Data Guide

Navigating the world of data requires a grasp of its three pivotal stages: collection, processing, and presentation. Our guide offers a concise overview, taking you from gathering raw data to refining and presenting it in a comprehensible manner. Ideal for both beginners and seasoned practitioners, this guide sharpens your understanding of effective data management.

Data Collection

  • For every experiment you conduct, record the data in a dedicated row.

  • Ensure that the organization of your raw data remains simple. This will facilitate smoother processing later on.

Raw data collection

Sample screenshot of raw data

Data Processing

Derived Fields:

After collecting your data, and before moving on to pivot tables, you might need to generate additional fields (columns). This is especially useful when you want to perform computations based on the existing data fields.

  • For instance, if you have columns “Price” and “Quantity”, you can derive a new field “Total” by multiplying these two.

Compute derived fields

Sample screenshot of added derived fields computed from raw data. The “Speed Up” field is calculated by dividing the “Serial Time” by the “Parallel Time”.

Generating Views with Pivot Tables

  • Use pivot tables to generate a structured view of your data.

  • The generated tables are ready for plotting and analysis.

  • Organize your pivot table in the following manner:
    • Rows: Contains the variables you want to study. It will be the X-axis in your plot.

    • Columns: This is where you separate out the different conditions or variations of your experiment. It will be the series in your plot.

    • Cell Data: These are the results or observations from your experiment. They will be the Y-axis in your plot.

Sample screenshot of a pivot table

Sample screenshot of a pivot table.

Plotting Your Data:

  • In the typical plot generation process in software like Google Sheets, Microsoft Excel, etc:

    • X-axis: Rows in the pivot table.

    • Y-axis: Columns in the pivot table.

    • Legend: Represents the different series in the plot.

  • With the structured data format (as mentioned in the pivot table section), several tools can be utilized to visualize the results:

    • Google Sheets: Offers native support for creating various types of charts and plots.

    • Microsoft Excel: Provides a wide range of chart types for data.

    • Python Libraries:

      • Matplotlib: A basic, yet powerful, plotting library.

      • Seaborn: Built on top of Matplotlib, it provides a higher-level interface for drawing attractive and informative statistical graphics.
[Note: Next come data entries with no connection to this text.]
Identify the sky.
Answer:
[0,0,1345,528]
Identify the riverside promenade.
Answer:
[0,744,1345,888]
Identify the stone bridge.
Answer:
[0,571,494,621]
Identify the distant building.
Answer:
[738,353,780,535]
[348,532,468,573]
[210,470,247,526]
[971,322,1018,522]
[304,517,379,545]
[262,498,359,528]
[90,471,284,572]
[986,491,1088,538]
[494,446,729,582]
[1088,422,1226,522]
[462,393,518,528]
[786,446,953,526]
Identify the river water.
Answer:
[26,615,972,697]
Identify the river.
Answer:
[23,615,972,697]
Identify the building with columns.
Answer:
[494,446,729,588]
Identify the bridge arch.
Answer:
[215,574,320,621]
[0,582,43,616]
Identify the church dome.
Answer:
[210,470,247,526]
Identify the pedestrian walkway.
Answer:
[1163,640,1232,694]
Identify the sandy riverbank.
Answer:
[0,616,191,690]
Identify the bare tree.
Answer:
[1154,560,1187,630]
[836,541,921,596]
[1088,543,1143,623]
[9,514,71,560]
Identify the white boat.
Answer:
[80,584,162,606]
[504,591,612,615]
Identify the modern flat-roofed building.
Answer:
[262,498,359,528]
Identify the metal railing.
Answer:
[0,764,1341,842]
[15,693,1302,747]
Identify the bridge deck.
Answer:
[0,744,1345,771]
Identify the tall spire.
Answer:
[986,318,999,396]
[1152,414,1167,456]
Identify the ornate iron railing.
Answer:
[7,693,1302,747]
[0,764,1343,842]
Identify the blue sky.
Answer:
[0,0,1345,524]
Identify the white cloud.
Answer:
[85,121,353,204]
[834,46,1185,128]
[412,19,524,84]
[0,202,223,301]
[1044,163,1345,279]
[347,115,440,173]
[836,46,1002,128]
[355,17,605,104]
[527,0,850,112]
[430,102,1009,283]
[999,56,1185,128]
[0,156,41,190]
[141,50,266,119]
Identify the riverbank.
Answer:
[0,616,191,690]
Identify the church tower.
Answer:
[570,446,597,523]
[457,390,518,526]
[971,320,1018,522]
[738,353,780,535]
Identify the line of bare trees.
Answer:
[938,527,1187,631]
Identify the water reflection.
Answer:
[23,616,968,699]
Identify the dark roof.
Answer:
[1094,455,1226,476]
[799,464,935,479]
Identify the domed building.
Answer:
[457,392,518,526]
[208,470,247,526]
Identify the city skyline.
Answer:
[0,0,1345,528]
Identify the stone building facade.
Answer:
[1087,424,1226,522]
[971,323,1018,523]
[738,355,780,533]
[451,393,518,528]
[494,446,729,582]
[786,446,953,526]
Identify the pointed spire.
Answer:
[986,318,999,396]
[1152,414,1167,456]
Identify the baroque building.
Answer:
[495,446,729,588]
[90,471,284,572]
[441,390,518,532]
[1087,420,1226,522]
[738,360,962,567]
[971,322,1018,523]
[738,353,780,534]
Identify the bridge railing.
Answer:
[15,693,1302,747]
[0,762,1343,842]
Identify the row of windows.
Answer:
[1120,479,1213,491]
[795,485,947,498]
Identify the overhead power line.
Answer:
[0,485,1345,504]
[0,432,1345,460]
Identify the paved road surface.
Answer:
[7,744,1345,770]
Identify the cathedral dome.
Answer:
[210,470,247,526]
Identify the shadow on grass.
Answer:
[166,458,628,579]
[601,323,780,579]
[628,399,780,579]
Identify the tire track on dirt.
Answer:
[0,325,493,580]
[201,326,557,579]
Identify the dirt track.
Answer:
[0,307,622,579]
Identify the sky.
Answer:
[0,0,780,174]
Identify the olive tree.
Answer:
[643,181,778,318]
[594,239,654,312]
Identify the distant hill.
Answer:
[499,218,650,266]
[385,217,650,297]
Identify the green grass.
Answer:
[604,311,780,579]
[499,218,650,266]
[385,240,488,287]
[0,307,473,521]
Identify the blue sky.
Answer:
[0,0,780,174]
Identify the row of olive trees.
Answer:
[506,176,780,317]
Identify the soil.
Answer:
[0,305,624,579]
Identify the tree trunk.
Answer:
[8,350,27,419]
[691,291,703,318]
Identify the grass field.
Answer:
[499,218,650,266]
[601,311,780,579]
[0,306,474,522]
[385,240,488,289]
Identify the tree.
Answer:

      • Pandas: Primarily a data manipulation library, but has plotting capabilities built on Matplotlib.

Sample plot from Google Sheets

Sample plots from Google Sheets on the efficiency of parallel algorithms for different input sizes and number of processors.

Warning

Never make your numerical data employed as strings in your plots. It will make the axis out of scale. For example, if you have a column of numbers, and you want to plot them, you should first convert them to numbers. Otherwise, the plot will be wrong.

Key Takeaways

  • Keep your raw data structure simple and organized.

  • Don’t hesitate to derive new fields from existing data, especially if they provide new insights or simplify further processing.

  • Pivot tables are invaluable tools for creating structured data views, making data visualization significantly easier.

  • Multiple tools are available for data visualization; choose the one that best fits your needs.